Он потянул на себя рычаг ручного тормоза и, не глуша двигатель, откинулся на спинку сиденья. Из серебристой "Ауди" никто не выходил мордатый подонок совсем зарвался, возомнил себя чуть ли не заместителем Господа Бога и думал, наверное, что вот сейчас Саня Аверкин выскочит из машины, подбежит к нему, возьмет под козырек и отрапортует: товарищ типа олигарх, ваше задание выполнено в срок, с перевыполнением, блин, на пятнадцать процентов. Разрешите типа быть свободным, как сопля в полете...
Этот мелкий засранец Ремизов явно метил в олигархи, хоть и взялся за дело не с того конца: продолжая оставаться тем, кем был, то есть наворовавшим некоторую сумму денег аферистом, не имея ни настоящего капитала, ни влияния, ни положения в обществе - словом, ничего, - он тем не менее стал обзаводиться замашками настоящего хозяина жизни. Впрочем, это как раз было довольно легко поправить: просто взять говнюка за шиворот и поставить на место.
С этой целью Аверкин дважды моргнул фарами, выбросил в окно окурок и тут же закурил новую сигарету.
Шрам на макушке начал чесаться, как будто внутри него поселился жук-короед, и он почесал его ногтем мизинца.
Дверца "Ауди" распахнулась, и из нее, придерживая на голове мягкую белую шляпу, неуклюже выбрался Ремизов. Он немного постоял, щурясь на слепящий свет фар "Хаммера", а потом медленно, неуверенно двинулся к машине Аверкина, прикрывая глаза ладонью. Сжалившись, Аверкин выключил фары, потянулся через соседнее сиденье и открыл правую дверь. Ремизов, кряхтя, забрался на сиденье, от души хлопнул дверцей и завозился, поудобнее устраивая свой жирный зад - так, чтобы, упаси бог, не помять полы длинного бежевого пальто.
- У тебя дома холодильник есть? - поинтересовался Аверкин, отпуская ручник и включая передачу. - Как вернешься, непременно поупражняйся в закрывании дверцы. Когда научишься, позвони мне, я у тебя зачет приму.

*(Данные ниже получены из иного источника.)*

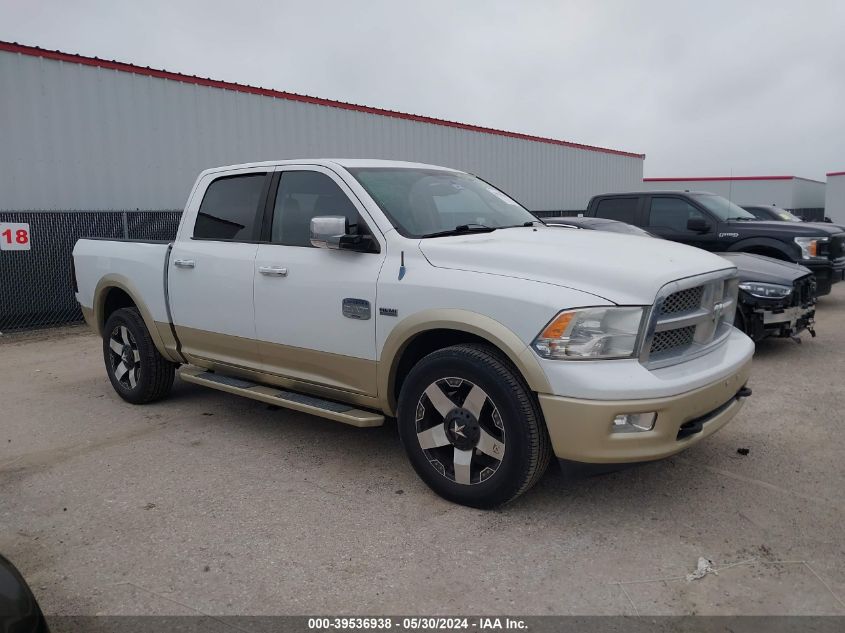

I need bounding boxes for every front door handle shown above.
[258,266,288,277]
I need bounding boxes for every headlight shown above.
[532,307,645,360]
[795,237,830,259]
[739,281,792,299]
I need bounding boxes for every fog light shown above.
[613,411,657,433]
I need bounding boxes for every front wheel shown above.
[103,308,176,404]
[397,345,551,508]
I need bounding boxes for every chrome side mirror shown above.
[311,215,347,249]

- Дурацкая шутка, - проворчал Ремизов, снимая шляпу и приглаживая ладонью русые, уже заметно поредевшие волосы. - И к тому же не твоя. Куда ты меня везешь?
- Подальше от твоего корыта с думскими номерами, - ответил Аверкин. Ты бы еще эскорт на бэтээрах прихватил для пущей секретности. Черт тебя знает, Витек, чем ты думаешь. Мы, по-твоему, в подкидного дурака играем, что ли?

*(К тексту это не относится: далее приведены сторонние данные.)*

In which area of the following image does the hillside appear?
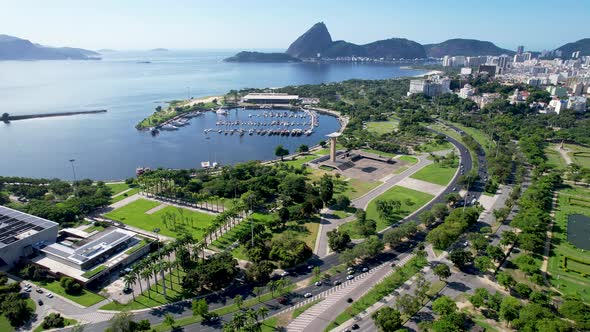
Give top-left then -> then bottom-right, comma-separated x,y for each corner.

- Оставь свои нотации для своих мордоворотов, - огрызнулся Ремизов. Привез?
- Я-то привез, - с уклончивой интонацией ответил Аверкин, - но ты все же послушай. Моим, как ты выразился, мордоворотам такие нотации читать бесполезно, потому что они так не лажаются. Если ты такой умный, так и делал бы все сам. А если сам не можешь и доверил это дело мне, так будь добр не мешай мне вытаскивать твою задницу из дерьма.
- Между "не можешь" и "не хочешь" есть разница, - надменно заметил Ремизов, - и притом существенная. С какой это радости я стану мараться, когда у меня есть ты?
Он вынул из кармана сигарету и принялся чиркать зажигалкой, высекая огонь. Аверкин хладнокровно подождал, пока он закурит и уберет руки от лица, оторвал от руля правую ладонь и тыльной стороной этой ладони вмазал Ремизову по губам, расплющив заодно сигарету.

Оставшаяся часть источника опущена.